Xinjiang is located far inland near the Central Asian borderlands. The majority-Muslim northwestern region dealt with the recent riots just four days before the fourth anniversary of the 2009 clashes which killed almost 200 people. Several clashes around police stations over the past few weeks have heightened security measures.
It is unclear which ethnic minority the attackers represented, but state media have hinted at a possible connection with the Uighur exiles operating outside of China that Beijing calls “terrorists”. Those exiles are angry at a perceived cultural dilution as Beijing implements a massive migration of ethnic Han into the region. Fighting between the two groups is increasing and exacerbated by the region’s vast energy reserves.
Beijing is under pressure from the violence to find a way to reconcile its ethnic policy with its long-term goal of developing the mainland into a wealthy and modern society. China has struggled with Tibet in much the same way as Xinjiang due largely to the enormous distances separating the advanced coast from its disperse and ethnically divided interior which feels increasingly subjugated by China.
Much of the legitimacy of the Communist Party in the eyes of the Han Chinese population comes from an expectation of continued stability and territorial integrity. Unrest in Xinjiang has been quelled with a heavy security hand in the past along with a policy of encouraging the movement of Han Chinese to marginalise the Uighur influences and integrate minorities into mainstream Chinese society.
While this sounds good on the face, the policy pivots on whether the minorities actually want to be associated with Han lifestyle. The fact that riots are occurring more often since 2008 as Uighurs push back against Beijing’s social engineering will bother Chinese officials trained in the ideology of sinic cultural superiority. Clearly the cultural traditions of the ethnic minorities are still closely respected, and adoption of what is essentially a foreign culture is unattractive for many of them.
Calling Beijing’s ethnic policy in the mainland a total failure at this point might be premature. But building a “harmonious society” was always going be a difficult task for central planners.
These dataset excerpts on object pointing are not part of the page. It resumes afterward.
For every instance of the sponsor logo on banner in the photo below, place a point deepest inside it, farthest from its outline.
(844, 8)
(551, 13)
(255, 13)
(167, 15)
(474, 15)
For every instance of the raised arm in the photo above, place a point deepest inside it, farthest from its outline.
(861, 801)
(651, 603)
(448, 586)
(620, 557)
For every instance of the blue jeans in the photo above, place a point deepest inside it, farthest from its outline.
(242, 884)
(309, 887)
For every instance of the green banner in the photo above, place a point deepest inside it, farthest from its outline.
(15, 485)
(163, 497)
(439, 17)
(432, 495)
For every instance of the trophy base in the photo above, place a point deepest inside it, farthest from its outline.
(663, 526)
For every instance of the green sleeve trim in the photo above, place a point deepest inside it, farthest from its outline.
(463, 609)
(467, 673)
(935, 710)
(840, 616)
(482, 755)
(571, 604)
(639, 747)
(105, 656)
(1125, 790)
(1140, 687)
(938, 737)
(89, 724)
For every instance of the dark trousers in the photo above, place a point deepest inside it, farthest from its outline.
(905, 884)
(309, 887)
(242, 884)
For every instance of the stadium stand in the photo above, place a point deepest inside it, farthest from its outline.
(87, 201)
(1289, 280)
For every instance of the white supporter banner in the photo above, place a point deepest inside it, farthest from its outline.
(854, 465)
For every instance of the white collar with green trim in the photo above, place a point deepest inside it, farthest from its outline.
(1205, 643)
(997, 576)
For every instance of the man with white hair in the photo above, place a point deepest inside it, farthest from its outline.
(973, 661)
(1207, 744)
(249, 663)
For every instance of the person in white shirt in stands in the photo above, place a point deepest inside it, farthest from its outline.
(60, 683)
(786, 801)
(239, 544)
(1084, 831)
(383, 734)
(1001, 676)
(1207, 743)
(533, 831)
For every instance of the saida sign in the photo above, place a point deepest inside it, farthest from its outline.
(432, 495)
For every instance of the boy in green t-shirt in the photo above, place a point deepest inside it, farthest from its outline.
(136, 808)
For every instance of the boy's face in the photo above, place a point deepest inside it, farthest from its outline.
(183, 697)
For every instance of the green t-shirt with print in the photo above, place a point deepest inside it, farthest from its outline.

Forcing two or more starkly different ethnic groups together under an artificial edifice is clearly not working but there are some signs that Beijing is considering more conciliatory policies in its border regions.
Ethnic unrest in China is not homogenous and differs from one restive region to another. Taken together however, the clashes and public disobedience suggest China will continue to struggle with the complicated nature of stabilising the country. China can not very well adopt a Soviet strategy of forcibly removing whole populations. Instead Beijing will continue diluting the populations and tighten security while adopting a softer approach to grievances.